UCSB Arts & Lectures presented the luminary modern dance group alongside the Calder Quartet on Wednesday, October 16.
David Bazemore

When children swing on the monkey bars, we call it “play.” When a pianist makes music, we use the same word. And when Bill T. Jones stages a dance, it’s a highly refined form of the very same thing.

On Wednesday night at the Granada, UCSB Arts & Lectures presented the Bill T. Jones/Arnie Zane Dance Company in Play and Play, an evening of dance set to live music. Across three works spanning from 1977 to 2000, two qualities remained consistent: a playful spirit, and a sense of freshness.

The program opened with the newest work, “Spent Days Out Yonder,” set to the sprightly andante movement of a Mozart string quartet. Accompanied by the Los Angeles-based Calder Quartet, dancers in flowing pants moved across the stage in loose processions, alternating between suggestions of laxness (wobbly knees, flopping arms) and moments of sublime, controlled fluidity. In the arresting final passage, all nine dancers formed a tableau, shifting slowly off stage as the strings drew out one last, soaring note.

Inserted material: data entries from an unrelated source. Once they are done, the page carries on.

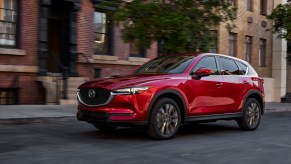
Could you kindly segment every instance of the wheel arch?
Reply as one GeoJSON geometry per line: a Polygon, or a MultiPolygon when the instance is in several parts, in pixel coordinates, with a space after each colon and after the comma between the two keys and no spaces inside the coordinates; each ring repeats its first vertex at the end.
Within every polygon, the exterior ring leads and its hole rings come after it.
{"type": "Polygon", "coordinates": [[[257,90],[251,90],[251,91],[249,91],[246,94],[245,98],[244,98],[243,105],[245,104],[245,102],[246,102],[246,100],[248,98],[254,98],[254,99],[256,99],[259,102],[260,106],[261,106],[261,110],[262,110],[261,112],[262,112],[262,114],[264,114],[264,112],[265,112],[265,101],[263,99],[262,94],[259,91],[257,91],[257,90]]]}
{"type": "Polygon", "coordinates": [[[146,120],[149,121],[150,119],[150,115],[152,112],[152,107],[154,106],[154,104],[157,102],[158,99],[160,98],[170,98],[172,100],[174,100],[177,105],[180,108],[180,112],[181,112],[181,122],[185,121],[185,118],[187,117],[188,113],[187,113],[187,106],[186,106],[186,101],[184,96],[177,90],[174,89],[166,89],[166,90],[162,90],[160,92],[158,92],[152,99],[151,102],[148,106],[148,110],[147,110],[147,116],[146,116],[146,120]]]}

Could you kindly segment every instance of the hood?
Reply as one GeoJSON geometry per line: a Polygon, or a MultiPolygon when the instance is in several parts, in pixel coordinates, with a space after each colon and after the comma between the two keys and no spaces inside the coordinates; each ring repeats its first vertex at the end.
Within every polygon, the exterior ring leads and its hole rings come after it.
{"type": "Polygon", "coordinates": [[[145,82],[165,80],[171,78],[170,74],[132,74],[111,76],[85,82],[79,88],[106,88],[108,90],[141,85],[145,82]]]}

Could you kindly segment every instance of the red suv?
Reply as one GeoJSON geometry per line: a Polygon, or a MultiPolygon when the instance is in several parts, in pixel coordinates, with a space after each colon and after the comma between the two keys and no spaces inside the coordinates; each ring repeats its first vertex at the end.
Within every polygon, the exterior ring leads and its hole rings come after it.
{"type": "Polygon", "coordinates": [[[126,76],[79,87],[77,118],[99,130],[146,125],[157,139],[182,123],[235,120],[255,130],[264,113],[263,80],[238,58],[204,53],[160,56],[126,76]]]}

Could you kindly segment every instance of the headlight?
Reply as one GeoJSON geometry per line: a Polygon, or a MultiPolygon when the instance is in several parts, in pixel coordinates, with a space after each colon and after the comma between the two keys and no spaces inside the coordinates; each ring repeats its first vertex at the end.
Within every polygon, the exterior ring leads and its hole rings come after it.
{"type": "Polygon", "coordinates": [[[113,90],[112,93],[116,95],[130,95],[130,94],[140,94],[146,90],[148,90],[150,87],[131,87],[131,88],[122,88],[113,90]]]}

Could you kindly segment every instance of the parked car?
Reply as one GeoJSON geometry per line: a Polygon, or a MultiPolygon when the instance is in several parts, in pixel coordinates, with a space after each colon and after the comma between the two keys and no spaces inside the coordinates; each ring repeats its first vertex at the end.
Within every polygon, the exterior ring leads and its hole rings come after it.
{"type": "Polygon", "coordinates": [[[156,139],[188,122],[235,120],[255,130],[264,113],[263,79],[253,67],[213,53],[160,56],[130,75],[88,81],[77,97],[78,120],[100,130],[146,125],[156,139]]]}

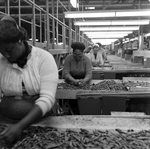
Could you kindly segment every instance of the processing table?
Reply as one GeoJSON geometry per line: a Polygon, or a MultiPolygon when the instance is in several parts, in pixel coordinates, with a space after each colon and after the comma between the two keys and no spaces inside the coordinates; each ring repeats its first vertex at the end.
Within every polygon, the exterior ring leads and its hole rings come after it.
{"type": "MultiPolygon", "coordinates": [[[[91,83],[97,84],[103,80],[92,80],[91,83]]],[[[121,80],[116,80],[121,81],[121,80]]],[[[59,80],[64,82],[64,80],[59,80]]],[[[150,98],[150,91],[108,91],[108,90],[70,90],[58,89],[56,93],[57,99],[77,99],[79,106],[92,109],[97,106],[99,114],[109,115],[111,111],[125,111],[126,101],[131,98],[150,98]]],[[[88,114],[88,113],[87,113],[88,114]]]]}

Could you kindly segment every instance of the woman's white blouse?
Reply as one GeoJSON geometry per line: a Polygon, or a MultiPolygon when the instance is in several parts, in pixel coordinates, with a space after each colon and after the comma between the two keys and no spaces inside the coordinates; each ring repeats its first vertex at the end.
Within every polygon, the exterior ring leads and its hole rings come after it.
{"type": "Polygon", "coordinates": [[[88,57],[91,60],[91,62],[100,63],[102,65],[104,64],[102,54],[99,52],[97,53],[96,58],[93,53],[90,53],[90,55],[88,57]]]}
{"type": "Polygon", "coordinates": [[[0,55],[0,88],[5,96],[22,96],[22,82],[29,95],[39,94],[36,103],[43,115],[55,103],[58,69],[53,56],[47,51],[32,47],[27,64],[20,68],[0,55]]]}

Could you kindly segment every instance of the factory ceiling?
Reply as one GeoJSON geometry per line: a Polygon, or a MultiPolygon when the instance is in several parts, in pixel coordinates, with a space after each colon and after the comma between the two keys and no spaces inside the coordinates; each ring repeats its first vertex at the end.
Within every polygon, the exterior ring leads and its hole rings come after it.
{"type": "MultiPolygon", "coordinates": [[[[9,0],[9,7],[10,7],[10,14],[13,17],[18,17],[18,0],[9,0]]],[[[149,0],[77,0],[79,2],[79,8],[73,8],[70,4],[70,0],[49,0],[49,13],[52,13],[52,10],[54,10],[54,16],[62,21],[64,17],[64,12],[68,11],[112,11],[112,10],[139,10],[139,9],[150,9],[150,2],[149,0]],[[53,5],[54,4],[54,7],[53,5]],[[92,7],[92,9],[91,9],[92,7]],[[57,9],[58,8],[58,9],[57,9]]],[[[32,14],[32,5],[28,3],[28,0],[20,0],[21,2],[21,18],[30,20],[33,17],[32,14]]],[[[43,8],[44,11],[46,11],[46,0],[35,0],[35,3],[43,8]]],[[[0,1],[0,11],[6,12],[7,11],[7,4],[6,1],[1,2],[0,1]]],[[[39,20],[40,11],[36,9],[35,15],[37,18],[37,22],[39,20]]],[[[45,15],[45,13],[42,13],[42,15],[45,15]]],[[[2,16],[2,15],[1,15],[2,16]]],[[[0,17],[1,17],[0,16],[0,17]]],[[[141,20],[141,19],[149,19],[149,16],[144,17],[100,17],[100,18],[79,18],[79,19],[73,19],[73,21],[92,21],[92,20],[100,20],[100,21],[107,21],[107,20],[141,20]]],[[[44,17],[43,17],[43,20],[44,17]]],[[[65,19],[66,24],[68,25],[69,19],[65,19]]],[[[51,24],[52,25],[52,24],[51,24]]],[[[125,25],[124,25],[125,26],[125,25]]],[[[74,29],[74,26],[73,26],[74,29]]],[[[136,32],[137,34],[137,32],[136,32]]]]}
{"type": "MultiPolygon", "coordinates": [[[[26,0],[27,1],[27,0],[26,0]]],[[[46,10],[46,1],[35,0],[35,3],[46,10]]],[[[10,0],[10,13],[18,13],[18,0],[10,0]]],[[[63,17],[63,12],[69,10],[69,0],[54,0],[54,11],[56,13],[57,6],[59,8],[59,18],[63,17]],[[62,6],[63,5],[63,6],[62,6]]],[[[26,17],[32,16],[31,5],[21,0],[21,15],[26,17]]],[[[92,11],[92,10],[124,10],[124,9],[149,9],[150,2],[148,0],[79,0],[79,8],[71,7],[71,11],[92,11]]],[[[5,12],[5,3],[0,2],[0,11],[5,12]]],[[[37,16],[38,16],[38,11],[37,16]]],[[[49,12],[52,12],[52,0],[49,0],[49,12]]],[[[105,18],[103,18],[105,19],[105,18]]]]}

“Continuous Replay” began with a burst of strings and movement: stark naked, Erick Montes Chavero exploded onstage, leapt about wildly, and disappeared just as fast. Eventually, he reemerged and began a series of minimal gestures: a turn of the head, the lifting of a fist, a wide-armed lunge. Over time, the structure of dance emerged — a steady accumulation of gestures, dancers, costumes, and sounds. In its original incarnation as “Hand Dance,” this was a solo for Zane, who was fascinated by the minimalist dance experiments of the early 1970s. In its current manifestation, it’s a masterpiece of theme and variation.

Set to a Mendelssohn octet, “D-Man in the Waters” is the most exuberant, celebratory work on this program, and a showcase for the company’s remarkable athleticism. Dedicated to the memory of a company dancer who battled AIDS, the work is a rousing affirmation of the power of community. Army fatigues suggest a battle, but the dancers belie that theme as they spring joyously into each other’s arms and join in happy communal gestures, including a tummy slide across the stage. Despite its darker passages — or maybe because of them — it’s in “D-Man” that the “play” reaches its pinnacle. How else can one respond to death, Jones seems to be asking, than with life, in all its ecstasy?